Hyaenas (sometimes 'Hyena') are mammals. They are the family Hyaenidae, in the order Carnivora. They live in Africa, and in west and south Asia. In the past they had a much wider distribution. Now there are two subfamilies with four species.

With only four species, it is the fourth-smallest family in the Carnivora, and one of the smallest in the class Mammalia.[1] Despite their low diversity, hyenas are unique and vital components to most African and some Asian ecosystems.[2]

Hyaena walk much like bears because their front legs are longer than their back. Hyaenas are known to have one of the world's strongest bites. Its function is to crush bone.


Although hyaenas look much like canids, they are actually in the suborder Feliformia, the same as cats and mongooses.

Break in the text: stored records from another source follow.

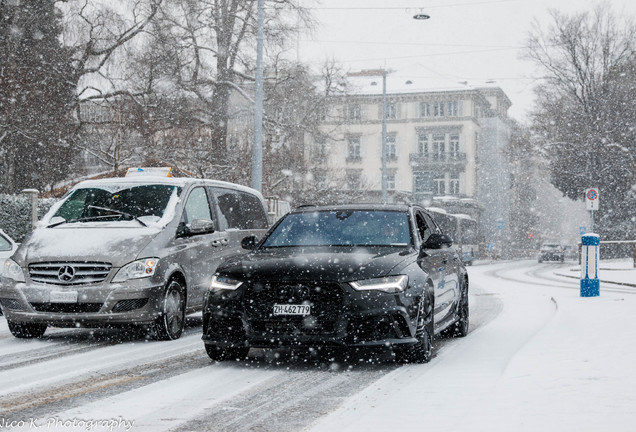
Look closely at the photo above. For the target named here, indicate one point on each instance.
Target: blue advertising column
(590, 284)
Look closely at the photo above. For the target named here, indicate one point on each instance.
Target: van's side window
(197, 206)
(423, 230)
(229, 203)
(255, 217)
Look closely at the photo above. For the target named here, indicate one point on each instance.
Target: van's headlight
(137, 269)
(390, 284)
(224, 283)
(12, 270)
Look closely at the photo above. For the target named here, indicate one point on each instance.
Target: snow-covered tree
(36, 126)
(585, 118)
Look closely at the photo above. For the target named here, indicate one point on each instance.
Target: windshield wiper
(127, 215)
(63, 221)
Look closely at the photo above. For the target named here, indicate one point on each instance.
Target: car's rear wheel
(422, 350)
(26, 330)
(222, 354)
(171, 321)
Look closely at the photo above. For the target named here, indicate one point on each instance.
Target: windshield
(146, 202)
(342, 228)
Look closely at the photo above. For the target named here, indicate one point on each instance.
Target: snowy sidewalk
(618, 272)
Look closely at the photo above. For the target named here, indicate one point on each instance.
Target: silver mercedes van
(127, 251)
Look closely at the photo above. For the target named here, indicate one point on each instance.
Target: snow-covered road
(538, 357)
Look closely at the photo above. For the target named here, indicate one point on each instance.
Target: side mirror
(199, 226)
(437, 241)
(249, 242)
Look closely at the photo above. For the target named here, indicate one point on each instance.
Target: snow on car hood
(317, 263)
(86, 242)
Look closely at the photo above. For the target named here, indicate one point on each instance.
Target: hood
(116, 245)
(336, 264)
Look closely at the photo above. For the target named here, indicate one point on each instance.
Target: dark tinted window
(229, 203)
(254, 213)
(5, 244)
(342, 228)
(240, 210)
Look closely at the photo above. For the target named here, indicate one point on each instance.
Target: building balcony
(428, 161)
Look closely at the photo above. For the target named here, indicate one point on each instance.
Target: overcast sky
(471, 41)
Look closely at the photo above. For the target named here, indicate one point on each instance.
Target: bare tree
(206, 52)
(584, 120)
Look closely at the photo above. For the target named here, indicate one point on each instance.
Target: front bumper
(344, 318)
(95, 305)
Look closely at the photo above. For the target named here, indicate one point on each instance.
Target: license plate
(292, 309)
(63, 297)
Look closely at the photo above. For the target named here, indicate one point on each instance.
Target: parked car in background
(7, 248)
(127, 251)
(340, 276)
(551, 251)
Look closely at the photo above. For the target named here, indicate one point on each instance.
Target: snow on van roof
(175, 181)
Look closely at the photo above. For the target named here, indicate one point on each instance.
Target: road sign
(591, 199)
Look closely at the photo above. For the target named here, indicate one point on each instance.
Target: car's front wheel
(26, 330)
(422, 350)
(222, 354)
(460, 327)
(171, 321)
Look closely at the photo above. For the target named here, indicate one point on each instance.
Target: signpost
(592, 203)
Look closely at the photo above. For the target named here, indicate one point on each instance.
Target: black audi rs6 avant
(340, 276)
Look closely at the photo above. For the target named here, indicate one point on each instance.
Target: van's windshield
(145, 203)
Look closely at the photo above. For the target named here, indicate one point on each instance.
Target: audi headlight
(137, 269)
(224, 283)
(390, 284)
(12, 270)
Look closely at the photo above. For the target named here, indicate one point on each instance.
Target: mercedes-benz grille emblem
(66, 274)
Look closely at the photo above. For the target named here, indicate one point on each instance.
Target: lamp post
(257, 145)
(384, 177)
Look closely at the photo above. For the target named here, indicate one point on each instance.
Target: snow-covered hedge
(15, 214)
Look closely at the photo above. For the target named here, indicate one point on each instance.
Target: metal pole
(384, 178)
(257, 147)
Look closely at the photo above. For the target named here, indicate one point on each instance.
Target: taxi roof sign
(149, 171)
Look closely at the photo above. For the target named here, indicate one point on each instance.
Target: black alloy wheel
(171, 321)
(422, 350)
(460, 327)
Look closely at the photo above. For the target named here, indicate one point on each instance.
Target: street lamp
(257, 146)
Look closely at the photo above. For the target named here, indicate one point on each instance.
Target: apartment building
(439, 143)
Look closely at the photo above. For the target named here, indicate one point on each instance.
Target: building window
(422, 182)
(422, 145)
(438, 109)
(439, 147)
(452, 109)
(440, 184)
(320, 149)
(425, 109)
(353, 179)
(353, 148)
(391, 151)
(453, 184)
(354, 112)
(390, 181)
(391, 111)
(453, 146)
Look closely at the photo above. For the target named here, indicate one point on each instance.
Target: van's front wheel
(171, 321)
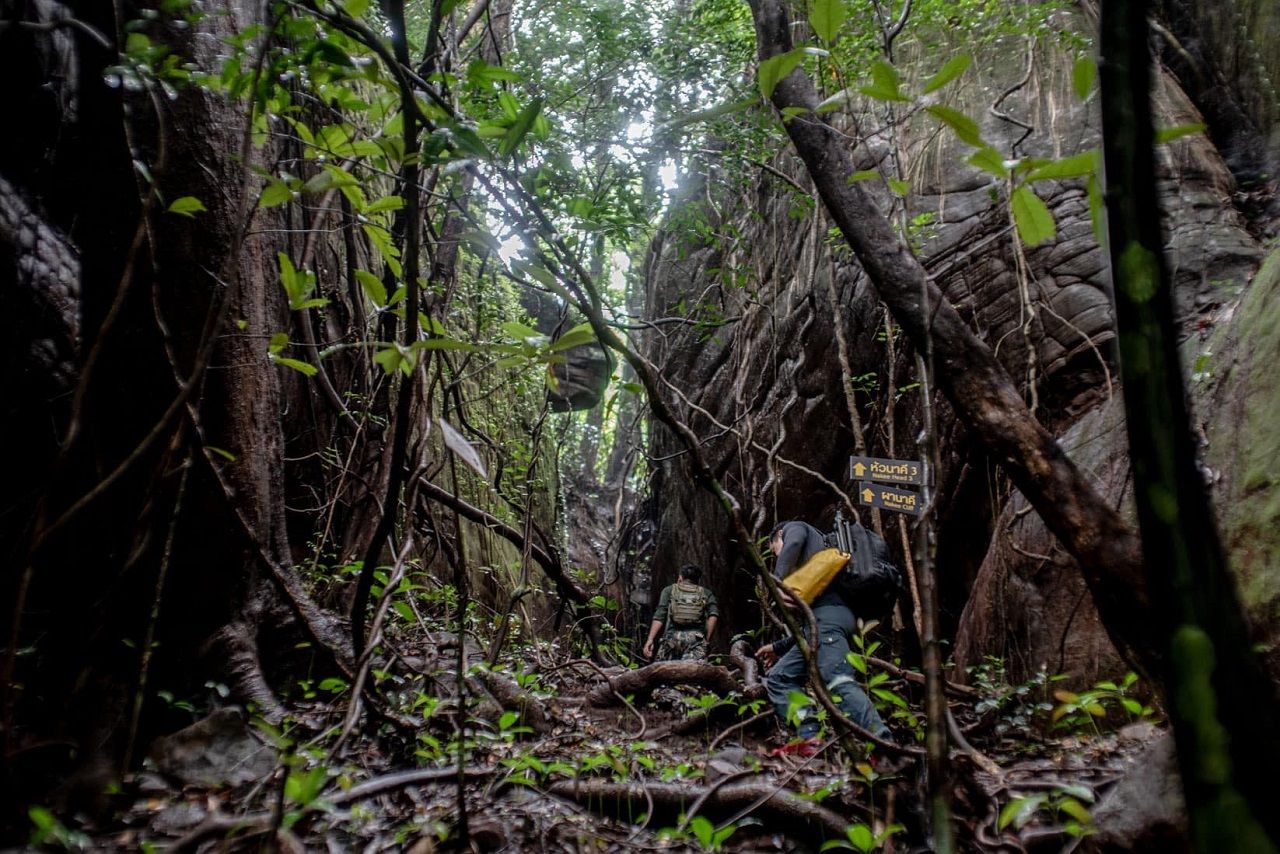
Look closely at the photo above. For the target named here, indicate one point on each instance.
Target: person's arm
(768, 654)
(654, 628)
(659, 617)
(794, 538)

So, although related to felines and viverrids, in their life style they are similar to canids. Convergent evolution has taken place. Both hyaenas and canids are non-climbing, running hunters which catch prey with their teeth rather than claws. Both eat food quickly and may store it, and their calloused feet with large, blunt, nonretractable nails are adapted for running and making sharp turns. However, the hyaenas' grooming, scent marking, defecating habits, mating, and parental behaviour are similar to the behaviour of other feliforms.[3]


Although long said to be cowardly scavengers, hyaenas, especially spotted hyaenas, kill as much as 95% of the food they eat.[4] They can drive off leopards or lionesses from their kills. Hyenas are primarily nocturnal animals, but may venture from their lairs in the early-morning hours. With the exception of the highly social spotted hyaena, hyenas are generally not gregarious animals, though they may live in family groups and congregate at kills.[1]

Hyaenas are intelligent creatures. They work together well and are cooperative. They have strategic hunting methods and work to steal and protect it from other predators. Hyaenas main targets are zebra and wildebeest. Their main rival is the lion. Whether hyaenas do or do not chase lions off their kills is mostly a matter of numbers.


  • Family Hyaenidae
    • Subfamily Hyaeninae
      • Spotted hyaena (Crocuta crocuta)
      • Striped hyaena (Hyaena hyaena)
      • Brown hyaena, (Hyaena brunnea, formerly Parahyaena brunnea)
    • Subfamily Protelinae
      • Aardwolf (Proteles cristatus)


  1. 1.0 1.1 Rosevear D.R. 1974. The carnivores of West Africa. London: British Museum (Natural History), p341–4. ISBN 0565007238
  2. Mills, Gus & Hofer, Heribert 1998. Hyaenas: status survey and conservation action plan. IUCN/SSC Hyena Specialist Group. ISBN 2-8317-0442-1
  3. Kruuk, Hans 1972. The Spotted Hyena: a study of predation and social behavior. University of California Press, p274.